Research-focused training programmes. Numerous training programmes, including genomic, bioinformatic and molecular biology initiatives, are targeted at, or implemented in, developing countries, and it is impossible to discuss them all. However, it is clear that the need for research-focused training programmes is yet to be satisfied. Purpose-designed workshops are currently the main method that is used to introduce new technologies to many developing countries. Ultimately, isolated, piecemeal training programmes cannot solve the continued need for true expertise. Academic centres in developing countries, which are driven by local need, must be invested with the ability to train the next generation of academic researchers. Undergraduate and graduate curricula must be modified to include updated and relevant courses in molecular biology and bioinformatics, and local faculty must therefore be trained to teach these courses. When training becomes integral to sponsored research, participants will have the immediate opportunity and facilities to apply newly gained skills to problems. This would provide them with greater dexterity and opportunities to tailor protocols to local needs and increase the chance that they will gain sufficient competence to train others and lead new initiatives.

Conferencing in developing countries. One of the reasons why scientists from developed countries carry out little research in developing countries is their unfamiliarity with foreign terrain and difficulty in accessing partners. These could be overcome by a model that is currently implemented by Mangosteen (see Further information), which organizes biomedical research conferences in resource-poor developing countries to enhance the participation of local scientists and permit scientists visiting from developed countries to engage in discussions with scientists from developing countries and become familiar with 'on-location' resources and challenges.

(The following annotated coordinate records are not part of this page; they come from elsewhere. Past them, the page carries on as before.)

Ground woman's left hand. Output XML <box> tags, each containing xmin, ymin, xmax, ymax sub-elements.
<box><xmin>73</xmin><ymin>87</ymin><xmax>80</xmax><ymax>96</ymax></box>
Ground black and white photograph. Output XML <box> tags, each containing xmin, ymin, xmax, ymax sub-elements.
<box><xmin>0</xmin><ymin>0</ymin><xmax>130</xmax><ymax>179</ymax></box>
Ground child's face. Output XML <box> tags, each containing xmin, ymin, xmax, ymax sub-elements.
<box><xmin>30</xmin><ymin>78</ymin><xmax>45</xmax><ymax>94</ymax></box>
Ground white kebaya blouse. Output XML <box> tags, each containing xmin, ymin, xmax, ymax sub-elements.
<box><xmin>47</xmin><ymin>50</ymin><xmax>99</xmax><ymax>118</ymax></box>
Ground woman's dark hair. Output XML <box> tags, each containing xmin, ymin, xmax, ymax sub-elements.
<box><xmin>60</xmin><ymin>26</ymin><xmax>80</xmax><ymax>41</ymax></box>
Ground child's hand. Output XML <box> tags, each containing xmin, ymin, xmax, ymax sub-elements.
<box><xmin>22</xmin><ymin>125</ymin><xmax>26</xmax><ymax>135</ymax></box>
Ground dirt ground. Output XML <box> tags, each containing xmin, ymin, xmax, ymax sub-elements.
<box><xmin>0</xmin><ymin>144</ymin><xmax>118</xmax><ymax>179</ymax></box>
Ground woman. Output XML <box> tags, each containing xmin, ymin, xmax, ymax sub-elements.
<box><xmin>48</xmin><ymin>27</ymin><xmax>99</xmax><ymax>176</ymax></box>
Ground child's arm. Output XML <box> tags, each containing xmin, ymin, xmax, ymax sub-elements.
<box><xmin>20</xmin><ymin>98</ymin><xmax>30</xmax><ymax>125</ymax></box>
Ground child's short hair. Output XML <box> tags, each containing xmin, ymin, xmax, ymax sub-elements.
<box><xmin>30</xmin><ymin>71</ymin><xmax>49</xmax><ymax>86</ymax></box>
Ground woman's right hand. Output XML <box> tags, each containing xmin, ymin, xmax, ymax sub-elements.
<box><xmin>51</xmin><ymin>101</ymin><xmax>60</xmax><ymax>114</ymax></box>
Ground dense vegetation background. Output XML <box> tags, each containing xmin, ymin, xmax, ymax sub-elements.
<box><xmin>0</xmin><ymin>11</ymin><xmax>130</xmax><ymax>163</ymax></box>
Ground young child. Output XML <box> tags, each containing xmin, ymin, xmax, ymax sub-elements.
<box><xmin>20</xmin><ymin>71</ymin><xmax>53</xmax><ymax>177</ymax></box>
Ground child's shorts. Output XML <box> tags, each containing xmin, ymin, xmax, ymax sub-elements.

Exploiting collaboration builders. Potential contributions from scientists from developing countries who have migrated to work in developed countries are currently under-exploited. The knowledge that these scientists have of their home countries and of global research etiquette can mean that they are well-suited to be participants in international collaborative efforts²⁵. However, most of these scientists are not involved in collaboration building or in developing scientific infrastructure in their home countries; they express interest in doing so but lack the organizational infrastructure and motivation²⁶. Developing ways to involve younger diaspora scientists with recent contacts to their host countries, without hurting their careers, could further enhance international collaborations.

Conclusions

In 2003, Varmus et al.²⁷ published a list of 14 important technological roadblocks that must be overcome to advance global health. In an initiative from the Bill and Melinda Gates foundation, these roadblocks became the Grand Challenges for Global Health (see Further information), which were announced at a time when genomic science was in its infancy but molecular biology was well established. These challenges therefore represent roadblocks that earlier technological advances of the twentieth century did not overcome. Pang¹⁸ has suggested that the application of knowledge to health and disease is a separate research challenge and proposes that application of knowledge, rather than technological roadblocks, is the limiting factor for impact in global health. With the sequencing of the Plasmodium, Anopheles and human genomes, new drug, diagnostic and therapeutic malaria targets came to light almost immediately²⁸. There is hope that in the long-term, genomic science will improve the quality of life of most people on the Earth, in part, by releasing them from the burden of infectious disease. Furthermore, genomics has increased both the portability and scale of molecular science. Given that an earlier promise from the molecular biology revolution remains largely unfulfilled, it is not enough to hope that the enduring, balanced, intercontinental collaborations that are needed to ensure translational outcomes will be built of their own accord. They must be strategically stimulated and carefully nurtured. In the long-term, successful collaborative, genomic-scale research projects will enhance the regard of all those who are involved, in the eyes of international funding agencies and endemic-country health systems. Such projects are more likely to generate diagnostics, vaccines or therapeutics than partner scientists who are working independently. Cross-continental collaborations therefore offer the prospect of a win–win situation that could accelerate health-related gains from genomic research.

Box 1 | Cholera: a long-standing global research initiative

Cholera is an ancient pandemic disease²⁹. In the nineteenth century, Rudolf Virchow³⁰ examined Indian intestinal biopsies that had been shipped to him in Germany and concluded that intestinal damage was a hallmark of cholera infection. Only when similar studies were performed at the site of an epidemic in Asia did it come to light that Virchow's specimens had deteriorated in transit and that the cholera bacillus did not damage the mucosa³⁰. Analysing the composition of rice-water stools at an epidemic site in Thailand in the 1950s was the first step towards understanding the need to replace electrolytes during a bout of cholera, and paved the way for the simple but effective rehydration protocols that are used today³¹. Thus, the value of “taking science to where the diarrhoea is” (Ref. 32) was clear early on in cholera research.

With this objective, a cholera research laboratory was established in Dhaka in 1960. The laboratory became the International Centre for Diarrhoeal Disease Research, Bangladesh (ICDDR,B) in a charter that was ratified in 1978 by the Bangladeshi government and the United Nations Development Programme (UNDP)³³. The ICDDR,B was established after the aetiological agent, the mode of transmission and the fundamentals of cholera treatment had been established. The centre has been instrumental in implementing life-saving oral rehydration therapy and in elucidating many facets of Vibrio cholerae biology³³, and was the essential base station for the discovery of the marine reservoir of V. cholerae, a finding that required years of observation of the bacillus in the Bay of Bengal³⁴.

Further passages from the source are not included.